1. “İnsanları yönetmek, düzene sokmak yerine onları anlamaktan daha büyük sevinç duyarım.”
2. “Kişinin kendini tanımaya başlaması aslında kendini savunmaya başlamasıdır ve bu, çoğu zaman beyhude bir savunmadır.
3. “Bir insan için bütün yaşamınızı bir kenara itiyorsunuz, o ise elinin tersiyle kayıtsızca kovduğu bir sinekten daha fazla değer vermiyor size.”
4. “Kendimden vazgeçmiştim, belli bir hedefi kalmayan her hayat bir hatadır.”
5. “Acı da korkak bir yan var ve yaşama isteğinin gücü karşısında geriler. Çünkü bedenimizin yaşama arzusu, ruhumuzun ölüme tutkusu karşısında ağır basar.”

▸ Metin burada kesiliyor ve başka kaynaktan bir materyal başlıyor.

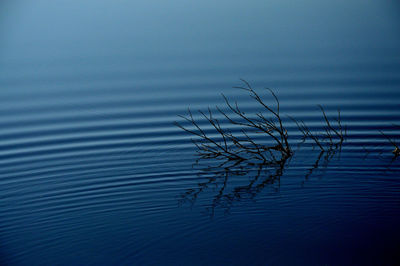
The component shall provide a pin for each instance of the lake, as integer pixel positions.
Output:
(93, 170)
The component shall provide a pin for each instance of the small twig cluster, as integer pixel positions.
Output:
(396, 147)
(243, 147)
(331, 139)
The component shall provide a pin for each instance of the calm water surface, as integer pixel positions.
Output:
(93, 171)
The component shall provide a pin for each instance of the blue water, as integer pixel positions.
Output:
(94, 172)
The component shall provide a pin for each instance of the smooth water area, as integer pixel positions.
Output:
(94, 172)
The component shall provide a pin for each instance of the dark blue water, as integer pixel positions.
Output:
(94, 172)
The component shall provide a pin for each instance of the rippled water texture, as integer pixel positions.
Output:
(94, 172)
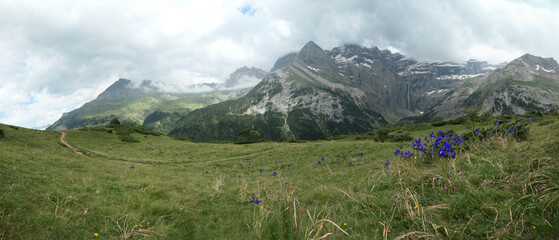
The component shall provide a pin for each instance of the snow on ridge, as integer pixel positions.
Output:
(458, 77)
(538, 67)
(367, 65)
(340, 59)
(436, 91)
(314, 69)
(351, 58)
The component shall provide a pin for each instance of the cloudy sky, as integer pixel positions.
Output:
(57, 55)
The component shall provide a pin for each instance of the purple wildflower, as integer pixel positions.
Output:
(255, 200)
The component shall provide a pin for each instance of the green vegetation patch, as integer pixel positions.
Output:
(500, 183)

6. “Minnettarlık, insanlarda bu duyguyu görmek çok enderdir ve özellikle en çok minnet duyan insanlar bu minnetlerini ifade edemezler.”

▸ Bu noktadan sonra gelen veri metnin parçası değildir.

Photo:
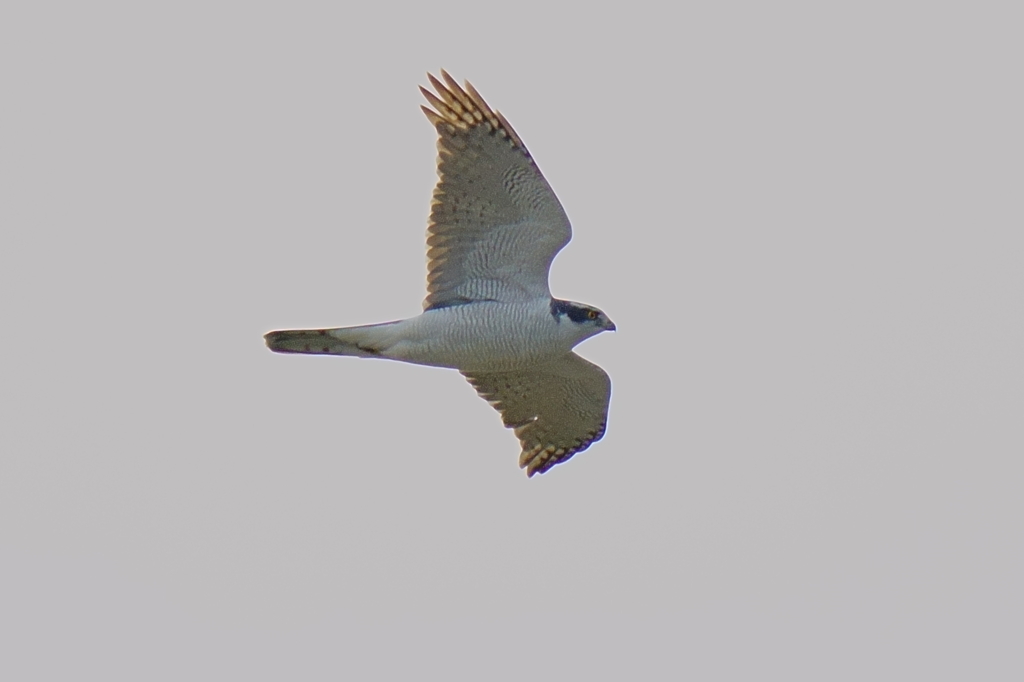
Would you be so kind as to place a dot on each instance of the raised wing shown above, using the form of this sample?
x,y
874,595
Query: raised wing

7. “Birbirimizden iki metre uzaklıkta nefes alıyorduk: Gözlerimi ona dikmiştim, fakat o beni fark etmemişti. Beni görmüyordu, hiç kimseyi görmüyordu.”
8. “Ama bir kadının hisleri ,kelimeler ve bilinç olmadan da her şeyin farkındadır.”
9. “Kibirle, şımarıkça, ruh, fikir, duygu dediğimiz, ıstırap dediğimiz şeylerin aslında ne kadar da zayıf, zavallı, acı veren şeyler olduğunu korkuyla hissediyorum.”
10. “Hakikatin yarım yamalak ortaya konması kıymetli değildir, kıymetli olan hakikatin bütünüdür.”